Im Kanton Glarus begründet man das fehlende Gesetz mit der kleinen Verwaltung: «Die Ausarbeitung einer solchen gesetzlichen Regelung ist für einen kleinen Kanton auch immer eine Ressourcen-Frage», sagt Daniela de la Cruz, Departementssekretärin Finanzen und Gesundheit. Im Kanton Glarus würde aber eine Regelung auf Bundesebene «positiv bewertet» – im Unterschied zum Kanton Appenzell Innerhoden.
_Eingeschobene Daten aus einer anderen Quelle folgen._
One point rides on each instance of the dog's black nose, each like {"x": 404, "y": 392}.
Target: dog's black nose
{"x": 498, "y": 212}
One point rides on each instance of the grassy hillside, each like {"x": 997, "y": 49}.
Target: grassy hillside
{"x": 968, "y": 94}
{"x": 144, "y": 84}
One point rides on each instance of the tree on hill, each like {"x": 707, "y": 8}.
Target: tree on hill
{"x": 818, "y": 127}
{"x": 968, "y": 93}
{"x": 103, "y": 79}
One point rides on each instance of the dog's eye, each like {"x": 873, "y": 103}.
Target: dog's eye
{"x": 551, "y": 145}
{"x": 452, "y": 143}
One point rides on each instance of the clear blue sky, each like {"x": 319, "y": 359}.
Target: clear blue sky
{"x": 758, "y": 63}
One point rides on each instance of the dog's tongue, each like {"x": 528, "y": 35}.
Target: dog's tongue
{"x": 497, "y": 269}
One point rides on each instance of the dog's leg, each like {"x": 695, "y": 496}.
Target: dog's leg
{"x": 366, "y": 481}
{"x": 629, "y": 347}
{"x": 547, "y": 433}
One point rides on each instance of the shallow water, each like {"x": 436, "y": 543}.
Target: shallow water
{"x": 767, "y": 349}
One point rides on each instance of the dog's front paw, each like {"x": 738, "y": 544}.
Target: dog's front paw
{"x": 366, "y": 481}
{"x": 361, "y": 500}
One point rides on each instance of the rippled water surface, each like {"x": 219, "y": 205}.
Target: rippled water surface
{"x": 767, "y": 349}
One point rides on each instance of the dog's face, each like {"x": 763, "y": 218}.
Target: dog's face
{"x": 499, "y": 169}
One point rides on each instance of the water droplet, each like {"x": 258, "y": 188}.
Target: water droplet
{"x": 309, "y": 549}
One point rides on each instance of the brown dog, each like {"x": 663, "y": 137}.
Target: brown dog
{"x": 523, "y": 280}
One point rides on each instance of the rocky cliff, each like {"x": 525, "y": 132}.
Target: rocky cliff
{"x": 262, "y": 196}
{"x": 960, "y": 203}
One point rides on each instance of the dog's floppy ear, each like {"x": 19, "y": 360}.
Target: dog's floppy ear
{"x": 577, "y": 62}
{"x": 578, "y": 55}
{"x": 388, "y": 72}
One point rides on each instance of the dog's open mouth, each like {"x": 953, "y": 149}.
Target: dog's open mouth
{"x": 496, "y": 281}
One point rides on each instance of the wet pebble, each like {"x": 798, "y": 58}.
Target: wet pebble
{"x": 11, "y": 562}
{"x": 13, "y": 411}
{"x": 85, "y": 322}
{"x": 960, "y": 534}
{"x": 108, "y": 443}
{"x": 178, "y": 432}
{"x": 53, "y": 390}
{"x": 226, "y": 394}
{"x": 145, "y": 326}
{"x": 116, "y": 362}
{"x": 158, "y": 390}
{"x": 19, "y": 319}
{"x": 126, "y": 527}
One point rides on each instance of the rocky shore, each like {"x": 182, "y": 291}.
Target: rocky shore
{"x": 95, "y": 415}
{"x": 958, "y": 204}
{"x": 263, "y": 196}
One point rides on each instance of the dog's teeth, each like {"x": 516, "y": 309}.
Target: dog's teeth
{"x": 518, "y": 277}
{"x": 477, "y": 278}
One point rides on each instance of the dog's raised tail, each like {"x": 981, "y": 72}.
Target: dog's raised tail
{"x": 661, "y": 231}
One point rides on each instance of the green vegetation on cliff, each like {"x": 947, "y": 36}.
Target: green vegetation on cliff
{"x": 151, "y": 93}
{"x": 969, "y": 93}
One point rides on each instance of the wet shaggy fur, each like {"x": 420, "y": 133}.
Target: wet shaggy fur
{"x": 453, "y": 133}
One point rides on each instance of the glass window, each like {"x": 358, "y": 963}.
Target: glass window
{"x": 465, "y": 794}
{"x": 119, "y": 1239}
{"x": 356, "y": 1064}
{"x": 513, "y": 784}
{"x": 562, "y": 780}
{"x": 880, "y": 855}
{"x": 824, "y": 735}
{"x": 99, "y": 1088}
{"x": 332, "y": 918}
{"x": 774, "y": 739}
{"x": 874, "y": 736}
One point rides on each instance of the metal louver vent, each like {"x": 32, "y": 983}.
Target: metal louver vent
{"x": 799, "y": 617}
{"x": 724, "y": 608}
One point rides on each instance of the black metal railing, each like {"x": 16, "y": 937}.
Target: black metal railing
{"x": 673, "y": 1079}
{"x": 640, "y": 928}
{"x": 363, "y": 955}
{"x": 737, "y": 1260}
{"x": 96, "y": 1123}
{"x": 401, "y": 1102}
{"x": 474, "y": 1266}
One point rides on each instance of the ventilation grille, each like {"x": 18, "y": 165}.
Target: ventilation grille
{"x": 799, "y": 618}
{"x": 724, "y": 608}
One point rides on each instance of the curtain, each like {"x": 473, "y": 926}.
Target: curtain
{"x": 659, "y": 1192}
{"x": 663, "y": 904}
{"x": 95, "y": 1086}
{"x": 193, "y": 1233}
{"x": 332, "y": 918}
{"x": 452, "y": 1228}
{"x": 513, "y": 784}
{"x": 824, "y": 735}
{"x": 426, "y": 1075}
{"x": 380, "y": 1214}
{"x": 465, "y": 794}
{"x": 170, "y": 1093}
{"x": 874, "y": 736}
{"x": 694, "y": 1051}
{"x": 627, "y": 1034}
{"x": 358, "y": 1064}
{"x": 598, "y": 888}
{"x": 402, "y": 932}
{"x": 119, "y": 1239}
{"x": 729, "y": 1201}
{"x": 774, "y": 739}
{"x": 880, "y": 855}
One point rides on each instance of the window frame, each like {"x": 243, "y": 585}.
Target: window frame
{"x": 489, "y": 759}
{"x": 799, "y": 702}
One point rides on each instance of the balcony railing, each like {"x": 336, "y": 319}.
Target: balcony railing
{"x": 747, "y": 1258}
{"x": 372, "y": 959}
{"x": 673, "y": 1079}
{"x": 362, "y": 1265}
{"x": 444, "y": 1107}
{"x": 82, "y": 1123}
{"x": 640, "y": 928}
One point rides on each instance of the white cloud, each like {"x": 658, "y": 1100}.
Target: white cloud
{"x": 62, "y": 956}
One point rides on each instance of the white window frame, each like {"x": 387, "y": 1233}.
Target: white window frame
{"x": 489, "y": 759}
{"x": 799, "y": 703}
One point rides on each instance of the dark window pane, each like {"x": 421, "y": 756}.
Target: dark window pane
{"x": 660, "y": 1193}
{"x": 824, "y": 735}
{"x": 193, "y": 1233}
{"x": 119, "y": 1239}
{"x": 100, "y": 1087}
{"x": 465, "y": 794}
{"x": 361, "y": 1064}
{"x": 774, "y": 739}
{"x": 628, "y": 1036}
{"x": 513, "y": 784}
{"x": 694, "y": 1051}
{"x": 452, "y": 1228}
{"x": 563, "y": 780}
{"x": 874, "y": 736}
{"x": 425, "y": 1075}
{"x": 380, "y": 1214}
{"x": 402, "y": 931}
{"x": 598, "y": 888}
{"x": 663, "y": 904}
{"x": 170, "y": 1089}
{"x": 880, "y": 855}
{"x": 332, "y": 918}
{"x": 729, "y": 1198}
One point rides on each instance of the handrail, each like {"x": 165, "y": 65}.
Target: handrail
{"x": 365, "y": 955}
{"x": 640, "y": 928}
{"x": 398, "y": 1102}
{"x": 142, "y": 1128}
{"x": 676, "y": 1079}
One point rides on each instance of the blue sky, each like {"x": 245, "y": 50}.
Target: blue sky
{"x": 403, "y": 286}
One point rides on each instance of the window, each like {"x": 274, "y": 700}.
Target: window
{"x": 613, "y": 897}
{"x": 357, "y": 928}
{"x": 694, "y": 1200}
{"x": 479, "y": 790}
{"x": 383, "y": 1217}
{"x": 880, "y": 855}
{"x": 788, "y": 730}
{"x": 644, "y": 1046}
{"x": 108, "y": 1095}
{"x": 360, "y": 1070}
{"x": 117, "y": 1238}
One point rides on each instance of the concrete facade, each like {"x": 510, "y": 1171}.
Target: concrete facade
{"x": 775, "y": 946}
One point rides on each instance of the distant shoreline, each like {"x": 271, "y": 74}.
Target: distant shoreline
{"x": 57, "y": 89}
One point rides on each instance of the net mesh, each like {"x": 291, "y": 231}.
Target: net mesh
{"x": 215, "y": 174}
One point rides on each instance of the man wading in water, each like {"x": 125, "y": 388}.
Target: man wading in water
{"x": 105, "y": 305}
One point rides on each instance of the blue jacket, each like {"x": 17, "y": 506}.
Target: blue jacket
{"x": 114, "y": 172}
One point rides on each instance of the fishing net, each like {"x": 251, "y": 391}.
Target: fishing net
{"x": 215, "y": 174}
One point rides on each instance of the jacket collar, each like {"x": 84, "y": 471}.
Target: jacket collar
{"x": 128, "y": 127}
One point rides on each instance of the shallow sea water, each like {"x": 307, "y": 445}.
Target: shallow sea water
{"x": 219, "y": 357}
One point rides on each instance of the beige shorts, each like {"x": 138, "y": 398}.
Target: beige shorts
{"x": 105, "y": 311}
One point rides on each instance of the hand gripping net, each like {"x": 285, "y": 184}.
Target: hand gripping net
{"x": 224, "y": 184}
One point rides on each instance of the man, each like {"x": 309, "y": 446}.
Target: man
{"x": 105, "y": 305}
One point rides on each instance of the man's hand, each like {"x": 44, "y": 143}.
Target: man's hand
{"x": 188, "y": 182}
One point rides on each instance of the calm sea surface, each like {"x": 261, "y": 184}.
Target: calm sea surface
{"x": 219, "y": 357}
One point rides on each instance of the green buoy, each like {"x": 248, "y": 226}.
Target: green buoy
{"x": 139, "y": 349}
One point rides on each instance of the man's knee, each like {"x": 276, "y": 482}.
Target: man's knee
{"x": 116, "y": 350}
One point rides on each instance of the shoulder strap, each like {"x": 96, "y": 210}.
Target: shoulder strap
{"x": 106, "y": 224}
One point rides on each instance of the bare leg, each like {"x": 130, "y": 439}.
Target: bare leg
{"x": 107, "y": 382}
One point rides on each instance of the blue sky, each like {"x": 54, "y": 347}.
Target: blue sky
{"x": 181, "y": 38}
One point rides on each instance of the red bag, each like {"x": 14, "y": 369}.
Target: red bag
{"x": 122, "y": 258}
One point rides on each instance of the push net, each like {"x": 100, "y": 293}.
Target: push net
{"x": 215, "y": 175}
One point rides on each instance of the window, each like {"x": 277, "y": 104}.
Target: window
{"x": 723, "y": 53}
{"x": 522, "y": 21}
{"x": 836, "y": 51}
Dort pocht man weiter auf den Föderalismus: «Grundsätzlich sollten die Kantone in möglichst vielen Fragen die Entscheidungshoheit behalten, auch beim Thema Tabakverkauf», sagt Martin Würmli. Damit steht der Kanton auf verlorenem Posten. Sogar die Zigarettenproduzenten Philip Morris und British American Tobacco treten für das Mindestalter 18 ein – «seit Jahren», wie die Konzernsprecher gegenüber der az betonen.

Politiker-Reflexe

Kantone, die den Verkauf von Zigaretten an Minderjährige nicht regeln – das bereitet auch der Konferenz der kantonalen Gesundheitsdirektoren (GDK) Bauchschmerzen. «Wir sind darüber überhaupt nicht glücklich», sagt Carlo Conti, CVP-Regierungsrat Basel-Stadt und Vizepräsident der GDK.

Er selber ist für den Verkauf ab 18. Doch: Druck auf die Raucher-Kantone will Conti nicht ausüben. Und an eine Bundesregelung glaubt er erst recht nicht: «Das fordern Bundespolitiker schon beinahe reflexartig und am Schluss passiert doch nichts. Siehe Hundegesetz.»